The Canaanite Woman

A Portrait of Desperate Faith

By Evan Wiggs

(Mat 15:21 NASB) And Jesus went away from there, and withdrew into the district of Tyre and Sidon.

(Mat 15:22 NASB) And behold, a Canaanite woman came out from that region, and began to cry out, saying, "Have mercy on me, O Lord, Son of David; my daughter is cruelly demon-possessed."

 

The woman looked out her window and watched her little girl as she played in the mud just outside.

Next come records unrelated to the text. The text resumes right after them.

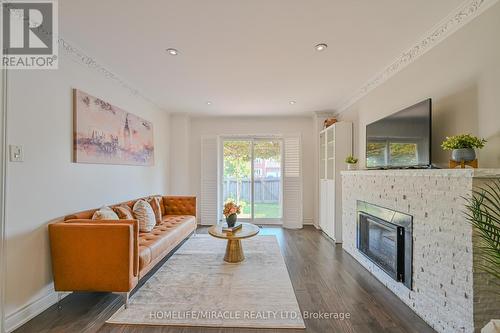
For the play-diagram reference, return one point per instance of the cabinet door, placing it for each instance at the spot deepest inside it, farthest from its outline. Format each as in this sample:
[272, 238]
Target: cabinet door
[323, 204]
[330, 152]
[322, 155]
[331, 207]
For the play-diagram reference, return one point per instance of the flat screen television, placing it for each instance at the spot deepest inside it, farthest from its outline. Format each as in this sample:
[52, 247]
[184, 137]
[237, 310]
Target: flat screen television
[401, 140]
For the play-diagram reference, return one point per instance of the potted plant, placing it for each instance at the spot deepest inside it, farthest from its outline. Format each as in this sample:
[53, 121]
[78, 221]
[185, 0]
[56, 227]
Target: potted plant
[231, 211]
[351, 162]
[483, 213]
[462, 146]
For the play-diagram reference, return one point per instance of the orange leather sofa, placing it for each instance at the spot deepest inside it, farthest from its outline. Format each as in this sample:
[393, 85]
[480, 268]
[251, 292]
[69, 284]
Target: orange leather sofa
[112, 255]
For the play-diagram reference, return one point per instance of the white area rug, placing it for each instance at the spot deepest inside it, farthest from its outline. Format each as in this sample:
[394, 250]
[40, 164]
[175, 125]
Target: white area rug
[195, 287]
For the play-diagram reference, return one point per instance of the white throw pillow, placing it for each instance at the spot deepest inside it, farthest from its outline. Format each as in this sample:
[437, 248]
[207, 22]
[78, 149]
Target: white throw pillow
[104, 213]
[145, 215]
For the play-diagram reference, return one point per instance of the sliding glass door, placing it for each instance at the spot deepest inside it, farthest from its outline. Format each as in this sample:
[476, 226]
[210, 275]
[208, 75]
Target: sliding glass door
[252, 177]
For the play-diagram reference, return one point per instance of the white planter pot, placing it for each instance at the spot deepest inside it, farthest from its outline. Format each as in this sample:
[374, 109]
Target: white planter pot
[464, 154]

Her little hands were inexpertly flapping a mud cake from hand to hand just as she had seen her mother do many times as she had made the family bread over the small clay oven of the house. The daughter was gaily talking with the small stick doll wrapped in some scrap cloth. She was explaining the importance of making the bread exactly right and with the very best ingredients and assuring the doll that it would enjoy the final product. She had a small mud mound that was the oven and she laid the pats of mud upon it and "cooked" the bread and carefully fed the stick doll. The mother laughed as she saw her strong husband in the childís movements and face. Her heart swelled with love for this child of their union. Surely Baal had blessed them. She had not been too sure of Baal and his dark temple at the center of town but this child was a ray of sunlight to her. Her dark eyes were full of mischief one minute and then full of compassion and love the next. So full of life, always questioning, running just ahead. One minute running after a butterfly and the next running to her mother with a small bunch of half wilted flowers, picked from the Palestinian hills around their house at the edge of the village, gripped tightly in her small fist. Yes, this child was a delight to her mother. They would cuddle before the fire at night before they went to bed and she would sing the lullabies of her childhood to her own child. She would watch her bright eyes slowly shut in sleep and she would tuck her in with her heart nearly bursting with love for this lovely child.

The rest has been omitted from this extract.